Dados los orígenes salvadoreños del propio Galdamez, uno entiende enseguida un aspecto lírico como el de “Homosapiens”. Todo un canto anti racista envuelto en hard / heavy disfrutón y donde Gilen Bengoa acompaña en voces al alma mater de estos Dagäz. Xavi Jorge pone el doble bombo, Bengoa las voces más agrias y todo se conduce sobre unos buenos colchones de teclado. De igual forma me agrada el solo de ese tramo final. Fácilmente uno de los más redondos de todo el álbum, en particular cuando adopta ese tono más neoclásico en su tramo final.
Si eres pobre o heredero nos espera el mismo agujero.
“¿Dónde?” viene entonces a poner la calma y el sosiego. A medio camino entre la balada y el medio tiempo, Galdamez va dejando sus registros más amables para un corte que se conduce por aquello que dicta el libro de estilo del género. A saber: la levedad de los primeros versos, esa construcción en crescendo durante las estrofas, los amables engarces entre estas y los estribillos. Un corte aunque amable en lo musical, no obvia una marcada crítica social en su lírica. Remata Biret con otra más que correcta labor solista.
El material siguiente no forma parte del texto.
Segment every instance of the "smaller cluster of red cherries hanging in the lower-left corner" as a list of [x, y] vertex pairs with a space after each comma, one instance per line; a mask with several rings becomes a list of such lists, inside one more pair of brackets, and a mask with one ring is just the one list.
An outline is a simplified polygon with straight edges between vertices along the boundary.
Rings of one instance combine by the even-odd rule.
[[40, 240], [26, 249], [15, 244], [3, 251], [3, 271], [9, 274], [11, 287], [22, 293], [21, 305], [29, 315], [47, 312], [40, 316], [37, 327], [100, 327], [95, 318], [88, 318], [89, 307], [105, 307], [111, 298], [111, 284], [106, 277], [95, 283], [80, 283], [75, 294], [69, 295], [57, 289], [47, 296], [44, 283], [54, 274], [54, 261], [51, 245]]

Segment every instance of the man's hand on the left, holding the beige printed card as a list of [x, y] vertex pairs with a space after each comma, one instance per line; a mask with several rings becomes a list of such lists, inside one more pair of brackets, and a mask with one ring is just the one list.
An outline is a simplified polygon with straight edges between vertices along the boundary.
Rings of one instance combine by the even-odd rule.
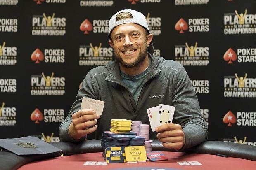
[[69, 135], [73, 139], [78, 140], [94, 132], [98, 127], [96, 125], [97, 119], [100, 118], [100, 115], [95, 113], [95, 110], [92, 109], [83, 109], [74, 113], [72, 115], [73, 121], [69, 125]]

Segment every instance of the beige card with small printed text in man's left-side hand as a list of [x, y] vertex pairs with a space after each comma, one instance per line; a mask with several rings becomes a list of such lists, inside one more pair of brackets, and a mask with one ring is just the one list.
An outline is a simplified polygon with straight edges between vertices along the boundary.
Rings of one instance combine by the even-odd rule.
[[104, 104], [105, 102], [103, 101], [83, 97], [81, 110], [94, 109], [96, 114], [102, 115]]

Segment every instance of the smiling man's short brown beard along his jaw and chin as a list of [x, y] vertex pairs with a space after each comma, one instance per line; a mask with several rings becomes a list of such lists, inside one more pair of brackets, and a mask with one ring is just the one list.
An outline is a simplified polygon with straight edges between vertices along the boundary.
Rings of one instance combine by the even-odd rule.
[[114, 50], [114, 53], [115, 53], [115, 56], [116, 56], [116, 60], [121, 64], [123, 65], [123, 67], [126, 67], [126, 68], [132, 68], [132, 67], [135, 67], [135, 66], [138, 66], [140, 65], [146, 58], [147, 56], [147, 44], [145, 43], [145, 48], [142, 48], [139, 55], [137, 56], [137, 58], [135, 59], [135, 61], [131, 62], [131, 63], [127, 63], [125, 61], [123, 61], [123, 58], [121, 58], [121, 56], [119, 55], [119, 53], [117, 53], [115, 50]]

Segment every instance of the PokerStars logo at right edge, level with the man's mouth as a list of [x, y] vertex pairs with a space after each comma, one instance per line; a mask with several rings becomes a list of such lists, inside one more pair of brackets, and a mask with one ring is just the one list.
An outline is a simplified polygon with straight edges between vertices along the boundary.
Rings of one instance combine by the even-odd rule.
[[243, 48], [237, 49], [237, 53], [229, 48], [224, 56], [225, 61], [228, 61], [228, 64], [232, 64], [232, 61], [236, 61], [238, 63], [255, 63], [256, 62], [256, 48]]

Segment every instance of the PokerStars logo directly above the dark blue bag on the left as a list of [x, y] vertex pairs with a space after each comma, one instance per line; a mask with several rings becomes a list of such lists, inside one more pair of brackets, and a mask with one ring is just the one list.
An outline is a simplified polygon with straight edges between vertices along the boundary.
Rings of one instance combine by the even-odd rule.
[[39, 124], [39, 121], [44, 121], [45, 123], [56, 123], [64, 121], [64, 109], [43, 109], [43, 113], [36, 108], [30, 115], [31, 121], [35, 121]]

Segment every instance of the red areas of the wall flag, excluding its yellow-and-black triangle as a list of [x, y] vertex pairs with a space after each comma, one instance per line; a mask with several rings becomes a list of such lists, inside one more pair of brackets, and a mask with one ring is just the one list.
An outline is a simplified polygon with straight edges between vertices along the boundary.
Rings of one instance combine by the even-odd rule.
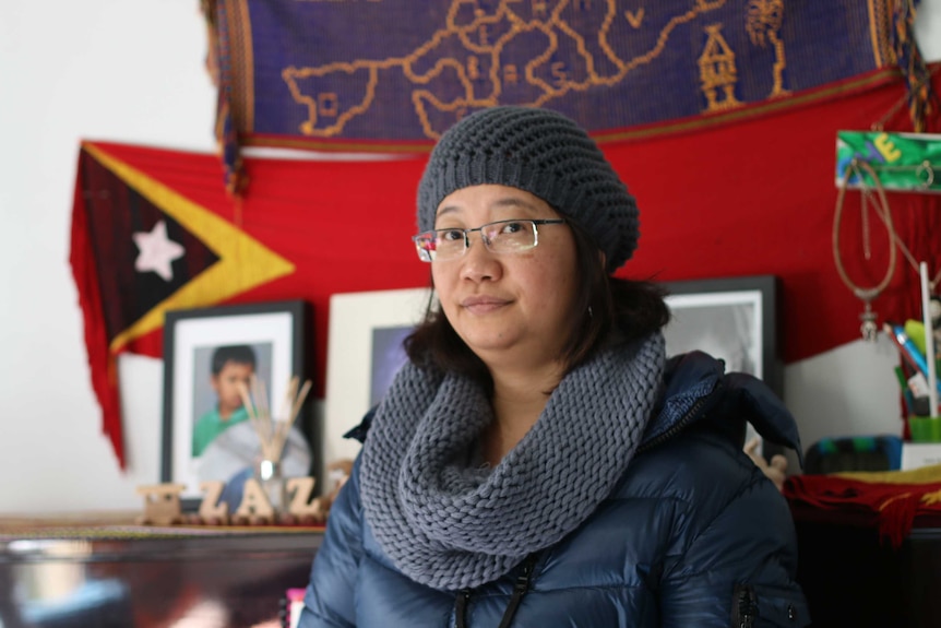
[[[784, 291], [779, 346], [786, 363], [859, 337], [862, 306], [841, 282], [831, 250], [836, 131], [869, 128], [904, 95], [903, 83], [895, 81], [834, 100], [783, 106], [774, 115], [737, 125], [605, 142], [604, 151], [641, 208], [640, 249], [619, 274], [659, 281], [778, 275]], [[904, 118], [904, 107], [900, 115]], [[226, 303], [291, 298], [311, 303], [314, 333], [309, 334], [309, 355], [315, 356], [318, 396], [324, 390], [330, 295], [428, 285], [429, 269], [416, 259], [409, 241], [424, 156], [369, 163], [246, 158], [250, 185], [238, 200], [227, 194], [214, 155], [104, 142], [90, 145], [222, 216], [295, 264], [293, 274]], [[892, 194], [890, 202], [896, 228], [916, 259], [937, 269], [941, 242], [931, 234], [941, 221], [939, 198]], [[72, 263], [93, 381], [106, 430], [119, 451], [117, 395], [105, 386], [107, 343], [102, 344], [98, 332], [100, 308], [95, 301], [102, 295], [84, 272], [96, 253], [75, 233], [83, 221], [78, 189], [74, 212]], [[853, 224], [858, 212], [848, 208], [846, 214], [847, 228], [858, 228]], [[874, 250], [868, 265], [860, 263], [858, 230], [845, 238], [843, 250], [848, 271], [863, 285], [877, 283], [885, 269], [884, 230], [873, 224], [872, 233]], [[917, 294], [918, 277], [900, 258], [890, 291], [874, 304], [880, 320], [917, 317]], [[160, 330], [132, 339], [123, 348], [159, 356]]]

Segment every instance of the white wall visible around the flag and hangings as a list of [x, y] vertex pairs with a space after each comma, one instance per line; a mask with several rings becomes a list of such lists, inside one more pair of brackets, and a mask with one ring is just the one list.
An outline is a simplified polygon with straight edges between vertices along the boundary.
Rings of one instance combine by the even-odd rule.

La pequeña “Ad Libitum” que da nombre al disco consiste en una pequeña narración a la que pondrá voz Martín Núñez. Todo para que “Soy” recupere la cara más heavy y vibrante de Dagäz. De buenas estrofas y mejores apoyos de teclado en estribillos, puede ser el corte con más gancho de los once. Sin complicaciones ni pasos en falso. Funcional, con Galdamez haciendo una buena labor al micro, muy disfrutona y coronada por otro buen solo de guitarra. Puede que no me entusiasme pero ni mucho menos me aburre.
“Octubre 23” es otra entrega a caballo entre la balada y el medio tiempo, si acaso con Galdamez algo más exigido ahora en voces. Aquí y allá hay buenos aportes melódicos. Y si bien tampoco es que opere en contra de todo el conjunto, sí puede ser éste el tema que más sufre en todo lo relativo a producción y sonido. Sí me agrada, de todas formas, la fina sección solista de su puente. Dicho todo esto, cierto que “¿Dónde?” me resulta mucho más redonda.
“Xibalbä” representa la cara más heavy de Dagäz. Pero un heavy de fuerte poso melódico. Un cuidado prólogo da paso a unas estrofas que, por construcción, no me podría recordar más a los primeros (primerísimos) Mägo De Oz. Galdamez parece muy cómodo aquí. Ha compuesto otro corte ameno y sencillo. Trotón (buena labor de la base rítmica aquí) y bien ejecutado, que sería una buena despedida a este segundo largo… de no aparecer la outro final “Cuscatlän”.
Un álbum que merodea entre el hard y el heavy de factura clásica. Valga la redundancia. No sorprende por una gran producción pero, cuando brilla, ofrece cortes más que competentes. “Amalurra” incluso se atreve a buscarle las cosquillas al género, mientras que la balada “¿Dónde?”, la andanada más metálica del canto anti racista “Homosapiens” o el deje más Accept de “Salvaje” me parece que cumplen más que de sobra. Ni tan mal.